The effectiveness of biogas as a source of energy is hampered by its low calorific value and equipment degradation due to corrosive impurities in raw biogas. Current purification techniques are tailored for large-scale applications; they consume a lot of energy, are expensive, and require high operating skills. In this study, adsorption and absorption at ambient conditions were explored for the removal of CO₂ and H₂S from biogas using NaOH and Ca(OH)₂. Activated carbon (AC) derived from coconut shells and iron oxide from waste iron fillings were used as adsorbents. These waste-derived adsorbents are more affordable and easily accessible; moreover, their use contributes to effective waste management. The effects of biogas concentration, absorbent concentration, and adsorbent mass were evaluated. The synergistic effect of adsorption and absorption, recovery, regeneration, and reuse of the adsorbents were assessed. The adsorption capacity was 125.5 mg CO₂/g AC and 58.2 ppm H₂S/g iron oxide.
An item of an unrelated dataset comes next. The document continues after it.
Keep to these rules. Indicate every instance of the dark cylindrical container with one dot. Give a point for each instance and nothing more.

The combined systems attained CO₂ and H₂S removal efficiencies of 98% and 100%, respectively, using iron oxide-NaOH; and > 95% and 100%, respectively, for the AC-iron oxide combination. The spent adsorbents were regenerated and reused at least twice. The CO₂ adsorption was best described by the Yoon-Nelson model throughout the entire breakthrough profile, with an R₂ value of 0.98 using AC. The low-cost sorbents used have great potential for biogas purification in small-scale systems.